“Hallowed be Thy Name—Thy will be done.”
Yes, indeed. The Lord God knew that she had bowed to His will, even as to that word “missing.” She supposed it was His will. She had borne it, somehow. But now that Dick was dead, and carried home all these miles, bringing peace in his quiet hands, now the Lord God ought to give her the sign. He ought, really. With that a quartet was singing something about how
“Splendid they passed, the great surrender made
Into the light that nevermore shall fade.”
Oh, yes. But one doesn’t care so much about splendor and unfading light—when one misses Dick. The comforting thing was that Dick was to bring peace—peace forever. He would care about that; that would make him glad. And there was going to be a sign that this boy, this Unknown Soldier coming from his grave in France at the very moment of the Peace Conference—that this boy was Dick. How could she be otherwise than restless till the sign came?
Back of the carved, calm face in which the gray Irish eyes glowed such thoughts were seething. Lawyers weighing evidence would hardly have found her argument valid. The desperate brain which made them more than half knew the sophistry. But the brain was desperate. One cannot face the word “missing” for many months and keep coolly logical. This was the last straw to hold her to sanity—that Dick was the Peace Bringer; that this boy was Dick. These things she must believe.

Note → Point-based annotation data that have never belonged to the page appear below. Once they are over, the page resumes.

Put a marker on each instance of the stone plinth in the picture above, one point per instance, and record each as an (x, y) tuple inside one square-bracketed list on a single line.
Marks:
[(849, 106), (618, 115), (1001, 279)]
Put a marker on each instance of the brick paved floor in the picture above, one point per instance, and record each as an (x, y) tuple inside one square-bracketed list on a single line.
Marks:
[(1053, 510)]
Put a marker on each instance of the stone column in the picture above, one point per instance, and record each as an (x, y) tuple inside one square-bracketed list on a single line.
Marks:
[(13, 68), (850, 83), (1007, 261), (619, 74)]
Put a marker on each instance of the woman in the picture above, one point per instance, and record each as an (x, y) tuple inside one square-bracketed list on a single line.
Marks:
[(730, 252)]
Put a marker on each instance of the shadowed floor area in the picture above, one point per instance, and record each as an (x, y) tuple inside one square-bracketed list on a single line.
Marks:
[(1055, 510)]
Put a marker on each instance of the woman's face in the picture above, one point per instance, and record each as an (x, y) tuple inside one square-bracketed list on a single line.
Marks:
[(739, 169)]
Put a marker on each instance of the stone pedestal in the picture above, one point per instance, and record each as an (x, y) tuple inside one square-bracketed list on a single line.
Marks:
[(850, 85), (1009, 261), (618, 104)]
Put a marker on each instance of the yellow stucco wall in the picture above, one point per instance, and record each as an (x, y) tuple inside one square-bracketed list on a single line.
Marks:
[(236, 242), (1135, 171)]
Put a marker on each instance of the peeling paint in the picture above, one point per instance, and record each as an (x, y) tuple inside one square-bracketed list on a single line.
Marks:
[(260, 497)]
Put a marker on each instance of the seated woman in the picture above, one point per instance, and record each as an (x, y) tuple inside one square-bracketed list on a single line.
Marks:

Must.
Quietly she gazed as minute by splendid minute passed, each crowded with such things as America has never seen before. She watched an officer in uniform, a “Sam Browne” belt across his breast, step forward. What were they going to do now? The officer shifted the flowers toward the foot, and she gasped as the President’s great red wreath was moved; her roses were next; it was too bad to take her roses away from Dick. But see—they were left. The officer touched them, and left them; the little sheaf was not in the way. But what was going to happen? He rolled back the flag with its heavy gold fringe, and with that the President stood there and was reading something—citations—reverently, in his incisive voice; then he bent and pinned two precious things to the black cloth of the coffin—the Distinguished Service Cross and that which Americans believe the highest decoration in the world, the Congressional Medal of Honor. How pleased Dick would have been!
“Won in mortality to be worn in immortality,” spoke the President.
Was Dick’s gay spirit maybe even now hovering, watching it all, smiling the sweet, half-shy, one-sided smile she knew, laughing at himself a bit for being the centre of this stupendous ceremony? In quick succession one brilliant uniform succeeded another by the narrow box, each fastening to the black cloth an honor which men have died to win. Something contracted her throat with a short sob when General Jacques, the Belgian, unpinned from his own coat the Cross of War which his King had put there and placed it on Dick’s coffin. And was not that Foch who swept off his white-plumed Marshal’s hat before the presence of—Dick? How Dick would have taken in the scarlet baldric, the gold sash, and red trousers! Dick had an enormous enthusiasm for Foch; once he had seen him—a solemn old fellow in a faded horizon-blue uniform and very muddy boots, the letter said. Smoking a pipe.
Medal after medal; such an array as the greatest soldier on earth had never worn. They rolled back the flag over it all till the judgment day, and Sergeant Woodfill and the seven other heroes lifted Dick again and carried him down the marble steps. The band was playing “Our Honored Dead”; she raised her eyes and saw the city across the river; the dome of the Capitol under which Dick had slept last night; where only dead Presidents had ever slept before; nearer was the yellow of ploughed Virginia fields and the green of winter wheat; about them the snowy white of the great Amphitheatre, and directly beneath the boy as they carried him around was “a great splash of black—thousands of Americans with hats held in their hands.” Between these and the Amphitheatre was a white place with a hole in it. Dick’s grave. She moved dreamily toward that place, and people stood back for the black, lonely figure with its gold star. Unconscious of them, she passed till she was close enough to see everything.